Sep 25, 2014 8:09 PM
Heroin epidemic - What it is costing NH taxpayers and the Granite State
CONCORD - We continue our 3-part series on the heroin epidemic here in New Hampshire.
Officials say the problem is two-fold.
They say the state has some of the highest rates of abuse but ranks at the bottom of the list when it comes to access for people to get treatment.
But we wanted to know how much the epidemic is costing the state and in particular, you, the taxpayer?
We also asked why the state is, just now, ramping up its efforts to put a dent in the problem.
Heroin is cheap, easy to get, and many times, deadly.
"It's bad," said Tym Rourke, Chair of the Governor's Commission on Alcohol and Drugs. This is a huge problem. It's costing the state billions of dollars a year."
Rourke went on to say, "We've just arrived at this, I think, perfect storm of this very limited funding and financing, very limited visibility until quite recently around the drug and alcohol problem in New Hampshire and then lots and lots of very sick people."
Plenty of sick people, he says and some of them are the children of addicts who have fallen off the state's radar.
We asked how many children have actually fallen through the cracks.
Rourke responded, "That's a great question and what's scary about it is that we don't know." Adding, not too many people are immune to the problem.
"If you ask any health care provider, any law enforcement officer, any educator, they are seeing day to day, in their daily jobs the impact of substance abuse on kids, families, and adults in our communities in a way that we have not seen before," Roure said. "The quality of life in the state of New Hampshire is at risk and I think many in the state know that. Many in state leadership know that and I think the moment is now."
One of the reasons the moment is now, officials say, is that because many addicts resort to crime to feed their addiction, meaning crime-rates here in the Granite State are on the rise.
In Concord alone, the number of heroin-related crimes has nearly tripled in the last decade.
According to state officials, nearly 90% of burglaries and thefts are believed to be fueled by drug abuse.
In Merrimack County, the number of heroin arrests has skyrocketed.
The County Attorney's office said it made more than 400 drug and drug-related indictments in 2013 and that's twice as many as 2010. Most of them, they said, were felonies.
Meantime, the price tag to house one of the prisoners convicted of committing one of the crimes? Officials said about $40,000 a year.
It's a vicious cycle for so many families, experts say, and it's hard to break.
"When you're in the midst of that addiction, that's really the only thing you can think about," said Jennifer Cusato of the Partnership for a Drug Free New Hampshire. "It's the only thing you brain can understand and it, your brain tells you it needs that or you won't survive."
She said for many families, the addiction gets passed down from generation to generation.
"And again if you're kids become addicts, then they're going to need to feed that addiction somehow," she said.
Heroin was the the only thing on Kasey McGibbon's mind.
The 20-year-old now in rehab, said she was hooked on heroin even before she got pregnant and is expecting her baby in 3 months.
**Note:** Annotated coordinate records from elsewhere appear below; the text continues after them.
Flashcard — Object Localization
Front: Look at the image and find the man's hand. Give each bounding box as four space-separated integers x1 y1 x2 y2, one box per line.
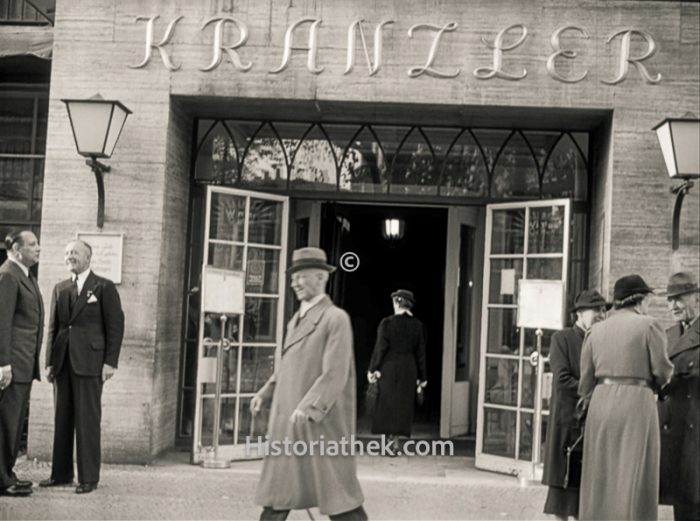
289 409 309 424
0 368 12 391
250 394 263 416
102 364 117 382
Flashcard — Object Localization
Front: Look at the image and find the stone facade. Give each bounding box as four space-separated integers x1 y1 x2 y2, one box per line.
29 0 700 462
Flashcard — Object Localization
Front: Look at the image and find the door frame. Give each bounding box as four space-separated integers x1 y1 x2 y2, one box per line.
192 185 289 464
440 206 484 438
475 199 572 479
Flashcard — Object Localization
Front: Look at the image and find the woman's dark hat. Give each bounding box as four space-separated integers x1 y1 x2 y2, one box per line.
571 289 612 311
391 289 416 304
661 271 700 298
613 275 654 300
287 246 335 275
"When you're using, you don't care about anything else and it's really selfish," McGibbon said. "I was excited because I wanted the baby because I thought it would help me get clean but it was like the complete opposite. It didn't help"
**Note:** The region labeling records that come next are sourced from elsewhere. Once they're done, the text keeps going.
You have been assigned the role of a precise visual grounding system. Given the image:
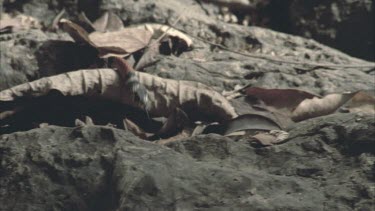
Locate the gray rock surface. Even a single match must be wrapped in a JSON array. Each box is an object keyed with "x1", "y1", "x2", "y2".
[
  {"x1": 289, "y1": 0, "x2": 375, "y2": 61},
  {"x1": 0, "y1": 114, "x2": 375, "y2": 210},
  {"x1": 0, "y1": 0, "x2": 375, "y2": 210}
]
It didn't help Amber Marie Blevens either.
The 23-year-old from Manchester died of an overdose last year.
Her parents are still grieving their loss saying heroin latched on to their daughter and never let go.
"I don't think she really thought it could happen," said her father Mark Blevens. "I think she thought she was invincible to death."
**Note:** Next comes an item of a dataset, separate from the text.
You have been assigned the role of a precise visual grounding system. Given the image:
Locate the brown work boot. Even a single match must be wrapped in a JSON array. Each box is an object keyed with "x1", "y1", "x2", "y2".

Now, officials realize the state is not immune either as they recognize the epidemic and try to do something to curb it.
"There's a real problem out there and New Hampshire ranks so high in all of these illegal substances or just misuse of these illegal substances," said Rourke. "We know what the solutions are. It's just going to take some financing and some leadership to get them on the ground."
Rourke went on to say heroin addiction remains a hidden disorder and that presents another problem. He said officials can't help people that they don't even know have a problem.